Between the coffee lines, Nkandu has placed heaps of dry maize stalks that act as mulch and source of potassium, keeping the ground moist and at the same time reducing the risk of soil erosion.

“Eventually the maize stalks or any other such dry plant material will decompose and turn into manure to further enhance the coffee growth vigour,” he told Seeds of Gold.
To achieve rapid growth, Nkandu notes it is necessary to prepare the ground well.

Nourishing the crop
Before the actual planting of the coffee clone, a hole measuring about two feet deep and two feet wide is dug and covered up for a month with top soil that is mixed with poultry litter. It is into that soil that the coffee clone is planted.
At the time of planting, apply about 30 grams of Single Super Phosphate around the foot of the clone.

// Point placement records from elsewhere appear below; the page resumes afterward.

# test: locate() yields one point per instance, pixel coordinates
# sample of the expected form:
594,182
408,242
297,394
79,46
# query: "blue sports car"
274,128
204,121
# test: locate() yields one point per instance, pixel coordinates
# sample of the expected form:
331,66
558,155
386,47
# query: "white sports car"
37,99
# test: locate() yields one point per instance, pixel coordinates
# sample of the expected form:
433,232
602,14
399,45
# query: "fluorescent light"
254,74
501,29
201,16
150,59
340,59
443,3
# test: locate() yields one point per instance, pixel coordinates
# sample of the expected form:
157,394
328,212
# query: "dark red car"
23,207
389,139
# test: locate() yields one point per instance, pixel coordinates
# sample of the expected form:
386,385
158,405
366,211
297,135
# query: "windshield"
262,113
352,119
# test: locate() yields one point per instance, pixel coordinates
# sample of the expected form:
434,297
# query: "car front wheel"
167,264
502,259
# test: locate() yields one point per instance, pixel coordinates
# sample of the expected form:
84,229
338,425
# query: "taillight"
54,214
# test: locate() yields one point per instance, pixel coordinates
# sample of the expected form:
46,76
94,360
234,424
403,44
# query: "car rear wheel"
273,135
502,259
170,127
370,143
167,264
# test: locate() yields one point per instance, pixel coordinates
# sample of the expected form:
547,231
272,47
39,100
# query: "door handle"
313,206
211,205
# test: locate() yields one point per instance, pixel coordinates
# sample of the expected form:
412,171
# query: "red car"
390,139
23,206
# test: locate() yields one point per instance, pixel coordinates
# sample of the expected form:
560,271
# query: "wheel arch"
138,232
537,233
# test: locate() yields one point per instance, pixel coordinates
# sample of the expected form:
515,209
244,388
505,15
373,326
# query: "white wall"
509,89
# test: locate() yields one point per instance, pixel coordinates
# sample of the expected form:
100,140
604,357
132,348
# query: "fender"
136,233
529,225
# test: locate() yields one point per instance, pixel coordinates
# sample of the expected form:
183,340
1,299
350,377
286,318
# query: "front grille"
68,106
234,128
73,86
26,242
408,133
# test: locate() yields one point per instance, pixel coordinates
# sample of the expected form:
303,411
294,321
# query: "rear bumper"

After about four months, the farmer is advised to apply 30 grams of NPK 17:17:17 around the clone to help the crop develop more leaves and to prepare it for flowering.

With regard to irrigation, water is pumped from the lake into a tank at the higher end of the coffee farm from where it flows in small tubes lined along the bases of the planted coffee seedlings dripping slowly into the ground in what is known as drip irrigation.

In future as the coffee trees grow bigger he has a plan to carry out other forms of irrigation such as the use of a ‘rain gun’.
“This experiment aims at finding a solution to the issue of limited land that is available to the majority of our farmers that are eager to increase coffee production,” Nkandu says.

“They don’t have to be near a lake to carry out irrigation. A big percentage of the farmers live close to other natural sources of water such as swamps and rivers. There are community water dams in some areas too.”